В ней было все необходимое, но само это внимание, указывая на вероятность длительного пребывания, весьма усилило мою печаль.
Здесь стояла кровать, настолько хорошая, насколько ею может быть обычная кровать, а также четыре стула и стол со стопкой бумаги, чернилами и перьями.
На самом освещенном месте поставили два цветочных горшка, и казалось, что растения тянутся своими листочками к свету.
Подобно мне, они были узниками, и подобно мне, они стремились к свету и к свободе.
Я окинул беглым взглядом всю эту обстановку, и таким образом инвентаризация моего нового жилища была проведена.
Тюремщик спросил, не нуждаюсь ли я в чем-нибудь, и, услышав мой отрицательный ответ, оставил меня в одиночестве.
Я сел.
В одном из углов моей камеры паук ткал свою сеть; шорох от его ткачества раздражал меня; я встал было, чтобы сорвать паутину, но вспомнил о том французском узнике Бастилии, который втайне завел дружбу с пауком и пришел в отчаяние, когда тюремщик убил его приятеля.
Я подумал: если мое заключение продлится, этот паук тоже мог бы стать моим приятелем и, предвидя это, мне следовало бы его беречь.
Мне ничего не стоило раздавить его, но я его пощадил и даже обратился к нему с речью:
— Спутник моей неволи, милости просим в мою тюрьму!

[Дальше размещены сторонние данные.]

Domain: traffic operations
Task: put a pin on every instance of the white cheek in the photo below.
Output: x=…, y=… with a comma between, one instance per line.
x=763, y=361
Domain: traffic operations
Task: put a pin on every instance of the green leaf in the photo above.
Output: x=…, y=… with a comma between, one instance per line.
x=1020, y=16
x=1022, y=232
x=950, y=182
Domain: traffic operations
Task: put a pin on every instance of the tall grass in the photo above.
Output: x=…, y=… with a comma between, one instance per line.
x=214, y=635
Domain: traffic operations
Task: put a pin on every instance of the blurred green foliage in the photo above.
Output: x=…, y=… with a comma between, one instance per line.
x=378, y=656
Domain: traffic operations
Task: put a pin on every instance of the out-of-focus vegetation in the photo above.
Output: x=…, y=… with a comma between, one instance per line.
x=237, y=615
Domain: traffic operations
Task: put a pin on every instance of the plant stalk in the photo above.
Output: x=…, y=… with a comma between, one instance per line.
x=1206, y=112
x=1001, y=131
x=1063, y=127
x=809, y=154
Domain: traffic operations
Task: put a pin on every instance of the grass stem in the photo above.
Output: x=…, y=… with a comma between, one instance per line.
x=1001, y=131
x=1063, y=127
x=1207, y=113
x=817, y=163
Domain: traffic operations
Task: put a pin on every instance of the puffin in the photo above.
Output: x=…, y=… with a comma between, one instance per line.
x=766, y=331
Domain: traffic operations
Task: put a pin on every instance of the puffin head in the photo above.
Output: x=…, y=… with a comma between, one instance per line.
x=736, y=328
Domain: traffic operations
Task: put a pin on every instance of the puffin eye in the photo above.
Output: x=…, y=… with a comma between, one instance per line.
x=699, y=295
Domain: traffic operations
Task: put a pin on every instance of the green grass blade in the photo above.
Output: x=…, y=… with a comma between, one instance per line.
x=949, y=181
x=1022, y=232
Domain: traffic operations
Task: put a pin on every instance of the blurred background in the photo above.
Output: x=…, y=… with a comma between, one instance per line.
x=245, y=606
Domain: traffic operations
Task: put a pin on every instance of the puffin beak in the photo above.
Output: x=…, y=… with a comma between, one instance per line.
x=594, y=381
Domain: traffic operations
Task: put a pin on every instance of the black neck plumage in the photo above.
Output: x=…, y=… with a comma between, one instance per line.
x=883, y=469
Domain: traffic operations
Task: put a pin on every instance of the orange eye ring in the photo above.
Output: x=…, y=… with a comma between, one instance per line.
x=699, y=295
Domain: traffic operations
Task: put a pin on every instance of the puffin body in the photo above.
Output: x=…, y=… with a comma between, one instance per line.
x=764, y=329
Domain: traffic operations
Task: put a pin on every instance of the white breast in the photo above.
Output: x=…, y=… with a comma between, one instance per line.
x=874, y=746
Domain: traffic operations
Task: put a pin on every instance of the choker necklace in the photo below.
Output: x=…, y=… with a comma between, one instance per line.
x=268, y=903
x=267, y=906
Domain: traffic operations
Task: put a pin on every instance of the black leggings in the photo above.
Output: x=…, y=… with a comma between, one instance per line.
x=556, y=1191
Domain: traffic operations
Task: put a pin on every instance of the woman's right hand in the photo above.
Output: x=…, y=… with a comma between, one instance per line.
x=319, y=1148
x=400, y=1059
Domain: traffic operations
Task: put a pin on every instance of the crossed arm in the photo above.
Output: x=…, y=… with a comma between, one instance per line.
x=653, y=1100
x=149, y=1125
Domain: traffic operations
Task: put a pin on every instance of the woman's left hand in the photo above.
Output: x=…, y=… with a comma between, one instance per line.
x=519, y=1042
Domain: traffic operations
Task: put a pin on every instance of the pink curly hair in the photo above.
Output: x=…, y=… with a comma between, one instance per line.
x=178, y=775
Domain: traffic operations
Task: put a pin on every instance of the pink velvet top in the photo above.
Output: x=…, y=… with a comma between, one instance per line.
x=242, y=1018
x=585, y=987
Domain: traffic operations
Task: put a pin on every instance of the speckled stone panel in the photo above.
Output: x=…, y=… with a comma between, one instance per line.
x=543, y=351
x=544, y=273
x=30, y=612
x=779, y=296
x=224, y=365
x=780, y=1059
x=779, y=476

В эту минуту я услышал скрип шагов на лестнице и узнал походку Дженни.
Открылась дверь, и она вошла.
Я подошел к ней, поцеловал ее, прошелся с ней вдоль стен камеры и спросил:
— Ну, что ты об этом скажешь, Дженни?
— А вот что: если бы мне позволили жить здесь с тобой, любимый мой Уильям, эта камера превратилась бы в рай!
— Увы, друг мой, — отозвался я, — рая на земле нет, вот почему ты и разлучена со мной!
— Не будем вспоминать о разлуке, ведь в нашем распоряжении еще три часа!
— Что ж, ты права. А как поживает мой хозяин-медник?
— Это человек замечательный. Зная, какая свалилась на тебя беда, он, похоже, сочувствует тебе всей душой; он попросил судью остаться на минуту с ним, а жене велел проводить меня в твою бывшую комнату…
— Бедная комната!
— Это дворец моего сердца, дорогой Уильям! Она осталась такой же, какой ты ее видел в последний раз; даже мебель не переставлена, и я обнаружила на твоем столе стопку бумаги с заглавием трагедии… С Господнего благословения я там обрела множество воспоминаний, связанных с тобой. Хотя мне дозволено жить там без тебя, я все равно буду там с тобою вместе!
— А что господин Дженкинс?
— Когда я возвратилась к твоему хозяину, они увлеченно беседовали, но, заметив меня, обменялись знаками и замолчали.
— Замолчали?! Неужели медник говорил судье обо мне что-нибудь дурное?
— О, как раз наоборот, мой дорогой друг; пока господин Дженкинс шел сюда со мной, он не переставал меня успокаивать, повторяя, что не перевелись еще на земле достойные люди и что еще не все добрые души переселились в мир иной.
— Что он хотел этим сказать?
— Не знаю, но слова его были добрые, ласковые, сердечные, и наверняка все было бы не так, если бы твой хозяин отозвался о тебе плохо.
— Уже даны распоряжения, чтобы ты, моя славная
Дженни, могла беспрепятственно приходить сюда и уходить?
— Да, они были даны уже сегодня утром, и их повторили в моем присутствии.
— Прекрасно!.. Что же, начнем тогда нашу новую жизнь — нашу жизнь в заключении, наше пребывание в тюрьме; начнем его с молитвы, ведь если Господь забыл о нас, мы напомним ему, что мы всегда с ним.
Три отпущенных нам часа протекли как одна минута.
Когда колокол пробил четыре часа пополудни, пришел тюремщик и предупредил Дженни, что ей пора уходить.
После полугода нашего брака эта разлука на ночь была первой.
Каждый из нас старался скрыть от другого свои слезы; но за воротами тюрьмы Дженни заплакала; заплакал и я, когда Дженни ушла.
С этого часа и началось мое настоящее заключение: жестокость тюрьмы состоит в том, что она терзает человека одиночеством.
Лишь одним способом мог я преодолеть свое мрачное настроение — писать Вам, дорогой мой Петрус.